Embora fosse uma pequena pérola, todos compreenderam que por trás dela havia sistemas e idéias em profusão. Aquilo era apenas a capa de um mar de talento que se descobria aos poucos. Pacheco ficou, depois dessa pequena magnanimidade, profundamente recolhido, calado e absorto em si mesmo. Isso aumentava a percepção de profundidade daquele colosso de talento, com uma vasta testa rebrilhante, atrás de que deviam harmonizar-se as mais complexas teses e antíteses.

Passou a ministro e daí a conselheiro de Estado, embora um e outro invejoso o acusasse de nunca ter feito nada. Incompreensão, evidentemente, que a um talento dessa magnitude não se poderia exigir que se detivesse com detalhes, com clarezas, com laboriosidade plebéia.

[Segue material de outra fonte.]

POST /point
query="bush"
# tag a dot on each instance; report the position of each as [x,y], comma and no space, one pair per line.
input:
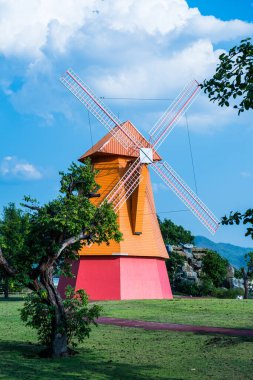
[189,288]
[37,314]
[227,293]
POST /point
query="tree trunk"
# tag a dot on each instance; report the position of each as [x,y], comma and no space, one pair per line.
[59,342]
[6,287]
[245,284]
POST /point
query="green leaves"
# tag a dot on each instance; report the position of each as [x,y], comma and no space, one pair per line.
[38,314]
[214,267]
[232,84]
[238,217]
[173,234]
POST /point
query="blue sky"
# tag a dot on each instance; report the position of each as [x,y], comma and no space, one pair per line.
[124,48]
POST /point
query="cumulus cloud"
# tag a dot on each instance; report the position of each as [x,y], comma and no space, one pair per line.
[246,174]
[12,167]
[145,48]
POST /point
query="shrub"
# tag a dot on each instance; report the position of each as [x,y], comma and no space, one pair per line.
[37,314]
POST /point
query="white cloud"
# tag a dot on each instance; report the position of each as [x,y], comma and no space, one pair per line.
[26,25]
[144,48]
[246,174]
[13,167]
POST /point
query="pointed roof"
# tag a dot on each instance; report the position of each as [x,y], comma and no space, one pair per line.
[109,145]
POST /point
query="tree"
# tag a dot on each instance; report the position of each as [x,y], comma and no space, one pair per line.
[214,267]
[173,265]
[233,78]
[245,218]
[173,234]
[238,217]
[13,231]
[56,232]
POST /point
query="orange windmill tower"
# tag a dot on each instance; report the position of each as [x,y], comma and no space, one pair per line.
[134,268]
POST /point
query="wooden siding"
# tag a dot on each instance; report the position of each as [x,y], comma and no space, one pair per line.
[149,243]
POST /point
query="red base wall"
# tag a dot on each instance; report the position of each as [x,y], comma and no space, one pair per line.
[120,278]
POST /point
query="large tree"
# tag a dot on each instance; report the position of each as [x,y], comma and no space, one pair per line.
[56,232]
[233,80]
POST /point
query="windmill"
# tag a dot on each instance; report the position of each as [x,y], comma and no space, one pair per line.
[134,268]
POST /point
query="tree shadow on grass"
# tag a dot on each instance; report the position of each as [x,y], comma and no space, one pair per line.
[22,361]
[226,341]
[11,299]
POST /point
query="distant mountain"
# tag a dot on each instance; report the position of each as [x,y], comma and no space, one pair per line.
[233,253]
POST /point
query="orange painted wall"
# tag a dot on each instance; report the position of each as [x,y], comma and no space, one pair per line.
[149,243]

Bem, não vou ficar a contar a estória toda, como a reescrever a carta, porque é profanação inútil. Mas, soltando a imaginação e um pouco da lembrança, vou permitir-me uma precária associação. Lembrava-me agora do Homem que sabia Javanês, de Lima Barreto.  É um conto espetacular em que dois amigos conversam enquanto bebem cerveja.

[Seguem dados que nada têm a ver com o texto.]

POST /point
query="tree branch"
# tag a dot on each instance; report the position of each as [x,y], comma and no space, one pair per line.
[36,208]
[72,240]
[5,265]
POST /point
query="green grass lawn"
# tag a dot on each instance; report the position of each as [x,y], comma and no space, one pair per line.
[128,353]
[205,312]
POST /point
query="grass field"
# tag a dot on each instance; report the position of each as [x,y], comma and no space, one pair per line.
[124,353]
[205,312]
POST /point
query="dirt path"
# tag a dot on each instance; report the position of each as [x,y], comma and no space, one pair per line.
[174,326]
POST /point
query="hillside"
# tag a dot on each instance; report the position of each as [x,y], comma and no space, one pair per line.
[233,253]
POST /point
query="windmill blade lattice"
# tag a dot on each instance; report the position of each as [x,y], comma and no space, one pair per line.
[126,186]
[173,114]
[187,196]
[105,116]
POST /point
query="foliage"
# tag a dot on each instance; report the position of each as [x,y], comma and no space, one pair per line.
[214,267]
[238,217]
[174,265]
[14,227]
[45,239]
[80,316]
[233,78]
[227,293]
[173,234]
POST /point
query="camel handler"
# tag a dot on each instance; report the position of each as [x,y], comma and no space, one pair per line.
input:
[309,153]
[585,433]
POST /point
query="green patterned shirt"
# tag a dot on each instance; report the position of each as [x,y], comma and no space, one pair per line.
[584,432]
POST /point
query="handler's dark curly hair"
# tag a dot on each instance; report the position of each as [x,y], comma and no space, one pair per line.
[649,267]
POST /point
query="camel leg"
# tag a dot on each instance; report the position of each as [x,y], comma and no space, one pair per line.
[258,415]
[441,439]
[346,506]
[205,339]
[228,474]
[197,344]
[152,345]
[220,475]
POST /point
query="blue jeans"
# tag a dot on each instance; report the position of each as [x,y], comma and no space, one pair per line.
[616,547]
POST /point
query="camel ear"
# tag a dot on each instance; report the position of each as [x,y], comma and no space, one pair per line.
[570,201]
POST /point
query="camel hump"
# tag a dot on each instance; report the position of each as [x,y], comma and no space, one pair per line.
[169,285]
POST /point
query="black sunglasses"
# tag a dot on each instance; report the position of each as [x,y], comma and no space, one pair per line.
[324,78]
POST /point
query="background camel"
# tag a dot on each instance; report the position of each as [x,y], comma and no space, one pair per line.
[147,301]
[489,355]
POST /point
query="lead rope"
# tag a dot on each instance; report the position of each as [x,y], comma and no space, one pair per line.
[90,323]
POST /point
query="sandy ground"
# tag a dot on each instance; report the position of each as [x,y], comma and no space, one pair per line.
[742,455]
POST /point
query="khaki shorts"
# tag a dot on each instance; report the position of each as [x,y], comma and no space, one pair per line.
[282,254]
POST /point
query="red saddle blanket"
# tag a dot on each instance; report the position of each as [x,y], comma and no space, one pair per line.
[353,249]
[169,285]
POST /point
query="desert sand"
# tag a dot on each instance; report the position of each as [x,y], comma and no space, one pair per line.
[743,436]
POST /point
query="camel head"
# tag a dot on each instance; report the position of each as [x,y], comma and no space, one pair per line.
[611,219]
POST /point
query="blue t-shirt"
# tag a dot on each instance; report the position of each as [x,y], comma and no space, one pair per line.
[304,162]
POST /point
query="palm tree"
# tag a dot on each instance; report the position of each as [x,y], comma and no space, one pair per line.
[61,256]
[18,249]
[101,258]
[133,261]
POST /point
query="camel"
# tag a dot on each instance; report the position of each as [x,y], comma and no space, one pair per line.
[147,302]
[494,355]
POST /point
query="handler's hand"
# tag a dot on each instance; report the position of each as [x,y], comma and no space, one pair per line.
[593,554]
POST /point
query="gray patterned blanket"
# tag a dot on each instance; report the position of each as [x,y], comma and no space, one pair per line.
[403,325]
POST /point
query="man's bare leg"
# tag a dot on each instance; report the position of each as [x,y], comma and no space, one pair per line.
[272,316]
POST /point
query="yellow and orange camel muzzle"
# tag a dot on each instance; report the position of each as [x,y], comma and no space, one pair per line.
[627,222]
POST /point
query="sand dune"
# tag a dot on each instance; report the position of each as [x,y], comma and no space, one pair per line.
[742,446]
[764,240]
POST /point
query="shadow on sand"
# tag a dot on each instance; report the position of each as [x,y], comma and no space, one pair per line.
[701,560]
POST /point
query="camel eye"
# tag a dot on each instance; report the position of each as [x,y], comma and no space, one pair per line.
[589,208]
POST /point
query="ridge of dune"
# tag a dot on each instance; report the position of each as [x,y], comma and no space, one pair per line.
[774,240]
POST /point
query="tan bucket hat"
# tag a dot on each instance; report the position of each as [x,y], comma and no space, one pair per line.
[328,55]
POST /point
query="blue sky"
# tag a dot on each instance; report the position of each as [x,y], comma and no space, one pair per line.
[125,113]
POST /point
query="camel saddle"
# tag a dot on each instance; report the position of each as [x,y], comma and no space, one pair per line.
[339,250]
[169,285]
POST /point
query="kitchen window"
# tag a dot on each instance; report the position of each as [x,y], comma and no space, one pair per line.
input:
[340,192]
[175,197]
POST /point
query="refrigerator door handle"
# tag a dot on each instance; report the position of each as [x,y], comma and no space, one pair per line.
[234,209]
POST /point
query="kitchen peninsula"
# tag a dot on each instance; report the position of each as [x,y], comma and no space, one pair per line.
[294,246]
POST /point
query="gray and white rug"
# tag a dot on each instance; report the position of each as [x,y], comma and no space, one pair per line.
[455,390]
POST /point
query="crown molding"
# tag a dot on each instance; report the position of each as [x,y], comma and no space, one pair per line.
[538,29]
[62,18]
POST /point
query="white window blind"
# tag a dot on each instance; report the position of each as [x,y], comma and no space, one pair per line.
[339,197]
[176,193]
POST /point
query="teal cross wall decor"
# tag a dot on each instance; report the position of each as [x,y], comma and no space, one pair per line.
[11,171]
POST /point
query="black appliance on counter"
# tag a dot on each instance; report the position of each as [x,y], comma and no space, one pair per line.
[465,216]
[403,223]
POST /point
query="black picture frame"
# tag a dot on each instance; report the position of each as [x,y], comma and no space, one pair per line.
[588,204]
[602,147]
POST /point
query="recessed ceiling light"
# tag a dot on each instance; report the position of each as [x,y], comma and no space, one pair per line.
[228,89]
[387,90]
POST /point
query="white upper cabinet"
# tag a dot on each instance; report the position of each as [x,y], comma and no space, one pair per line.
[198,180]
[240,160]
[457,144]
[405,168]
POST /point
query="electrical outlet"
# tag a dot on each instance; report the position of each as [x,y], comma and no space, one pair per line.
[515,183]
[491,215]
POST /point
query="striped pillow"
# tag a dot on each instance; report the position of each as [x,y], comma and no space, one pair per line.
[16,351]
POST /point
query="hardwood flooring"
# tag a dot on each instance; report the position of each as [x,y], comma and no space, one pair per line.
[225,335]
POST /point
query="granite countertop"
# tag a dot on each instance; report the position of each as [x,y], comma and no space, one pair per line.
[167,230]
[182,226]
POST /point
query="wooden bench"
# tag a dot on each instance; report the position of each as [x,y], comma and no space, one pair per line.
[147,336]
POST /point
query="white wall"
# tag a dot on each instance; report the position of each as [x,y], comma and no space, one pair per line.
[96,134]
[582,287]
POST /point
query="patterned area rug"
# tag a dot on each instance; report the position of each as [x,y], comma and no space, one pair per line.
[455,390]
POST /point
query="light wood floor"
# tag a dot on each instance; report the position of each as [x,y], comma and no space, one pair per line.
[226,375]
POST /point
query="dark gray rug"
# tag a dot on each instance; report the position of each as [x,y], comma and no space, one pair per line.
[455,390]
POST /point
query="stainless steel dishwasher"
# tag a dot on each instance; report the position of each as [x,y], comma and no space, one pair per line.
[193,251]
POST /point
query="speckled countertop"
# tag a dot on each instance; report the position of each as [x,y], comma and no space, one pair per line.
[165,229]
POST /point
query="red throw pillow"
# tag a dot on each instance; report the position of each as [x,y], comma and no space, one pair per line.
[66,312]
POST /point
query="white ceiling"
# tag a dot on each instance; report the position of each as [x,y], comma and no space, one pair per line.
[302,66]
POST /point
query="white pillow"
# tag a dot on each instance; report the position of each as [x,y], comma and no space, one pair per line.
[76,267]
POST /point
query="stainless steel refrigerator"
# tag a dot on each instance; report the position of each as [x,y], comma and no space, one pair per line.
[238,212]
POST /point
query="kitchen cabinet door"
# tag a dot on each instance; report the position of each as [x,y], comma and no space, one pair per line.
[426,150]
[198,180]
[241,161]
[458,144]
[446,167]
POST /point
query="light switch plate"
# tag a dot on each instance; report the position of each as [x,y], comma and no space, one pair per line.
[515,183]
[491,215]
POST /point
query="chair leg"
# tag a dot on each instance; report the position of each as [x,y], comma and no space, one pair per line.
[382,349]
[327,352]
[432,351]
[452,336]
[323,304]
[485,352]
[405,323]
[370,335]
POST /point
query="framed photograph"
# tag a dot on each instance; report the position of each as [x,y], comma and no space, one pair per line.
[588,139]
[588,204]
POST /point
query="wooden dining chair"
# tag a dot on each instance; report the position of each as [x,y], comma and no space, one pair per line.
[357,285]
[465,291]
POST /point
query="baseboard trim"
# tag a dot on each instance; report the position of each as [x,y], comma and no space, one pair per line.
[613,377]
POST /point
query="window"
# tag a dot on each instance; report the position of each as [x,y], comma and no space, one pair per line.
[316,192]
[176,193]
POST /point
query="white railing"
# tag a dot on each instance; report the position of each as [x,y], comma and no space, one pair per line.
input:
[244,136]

Um deles conta ao outro como tornou-se uma celebridade nacional, recebeu ovação nacional e foi convidado para almoçar com o Presidente da República, tudo a partir de uma grande farsa. Uma vida toda de farsa em que apenas o farsante salvava-se, porque sabia que o era.

Revejo minhas primeiras afirmações, para constatar que, lastimavelmente, o Pacheco e o Homem que sabia javanês não são tão frequentes assim como julgava. Mais frequentes são piadas de menos gosto, personagens de burlas mais grosseiras e caricatas. Que Pacheco e sabedor de javanês foram-no sem esforços e os bufões mais comuns são os que se esforçam na bufonaria. São mais cansativos, portanto.

Que dizer, por exemplo, do tipo do funcionário público que, se descobrir uma nova forma de fritar um ovo quererá tirar patente disso e dar entrevistas pelo resto da vida? Ora, só vale ser Pacheco espontaneamente!